RNA-Seq based databases
Building on these findings, we utilized RNA-Seq data from T1074, PEO-4, and SKOV-3 cells to establish individualized protein databases. Figure 1A provides an overview of the protein types stored in these databases. Across all three cell lines, the custom 100 K DB comprised ~ 15% wild-type (WT) RefProts, 2% variant RefProts, 5% WT novel isoforms, less than 1% variant novel isoforms, 73% WT AltProts, and 5% variant AltProts. The OpenCustomDB workflow was employed to generate comprehensive transcript databases (Full DB) without limiting the maximum number of entries to 100,000. Specifically, T1074, PEO-4, and SKOV-3 cells contained 448,569, 443,177, and 437,568 entries, respectively. For example, in T1074 cells, 68,759 WT RefProts (15.33%), 5366 variant RefProts (1.2%), 43,609 WT novel isoforms (9.7%), 2529 variant isoforms (0.6%), 319,612 WT AltProts (71.3%) and 8694 variant AltProts (1.9%) Similar distributions were observed for PEO-4 and SKOV-3 cells (Fig. 1A). We identified the origins of predicted AltProts by mapping their transcriptomic sources using OpenProt (Fig. 1B). The main contributors to these predicted AltProts were overlap with coding sequences in shifted reading frames, as well as those found in 3’UTRs and non-coding RNAs.

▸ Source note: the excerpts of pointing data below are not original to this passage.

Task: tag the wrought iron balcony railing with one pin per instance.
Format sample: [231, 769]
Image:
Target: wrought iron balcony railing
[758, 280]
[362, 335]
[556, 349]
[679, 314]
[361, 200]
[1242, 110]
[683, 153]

A WT and variant proteins predicted for each cell line. For each database, the fractions of AltProts, RefProts, novel isoforms and their variants are displayed. B Types of AltProts predicted by OpenCustomDB. The percentages of ncRNA, CDS frameshifts, 3’ and 5’UTR derived AltProts are displayed for each database and cell line.

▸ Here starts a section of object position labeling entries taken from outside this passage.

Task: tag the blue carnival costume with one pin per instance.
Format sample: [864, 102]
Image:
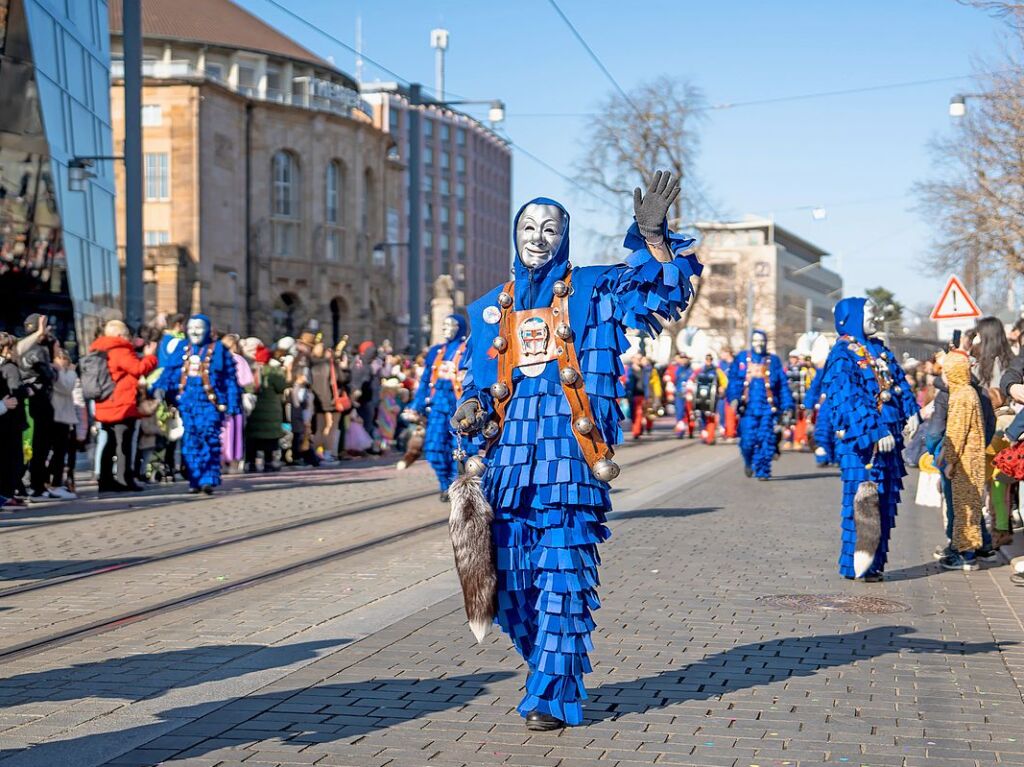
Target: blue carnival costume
[758, 383]
[200, 379]
[549, 506]
[824, 432]
[436, 397]
[869, 400]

Additionally, a comparison was performed between the databases across the three cell lines (see Supplementary Fig. 4). In total, 282,287 AltProts were found to overlap across the three cell lines and, 15,109, 11,026 and 8897 unique AltProts were predicted in T1074, PEO-4 and SKOV-3 cells, respectively. Among the cancerous cell lines, 8055 AltProts were found to overlap. Approximately 39,000 novel isoforms were predicted to be shared across the three cell lines, with specific novel isoforms identified in each individual cell line and both cancerous cells. Almost 60,000 RefProts overlap across all cell lines, with around 6000 being specific to each cell line.
Similar analyses were conducted on the 100 K DB (Supplementary Fig. 4), revealing 52,483 AltProts, 3116 novel isoforms and 10,346 RefProts being predicted to overlap across all three cell lines. These databases highlight specific AltProt variants present in each sample; for instance, 4321 specific AltProt variants were predicted for PEO-4 cells, 4355 for SKOV-3 and 3540 for T1074 cells. This underscores the increased presence of transcript variants in both cancerous cell lines, leading to the translation of mutated AltProts.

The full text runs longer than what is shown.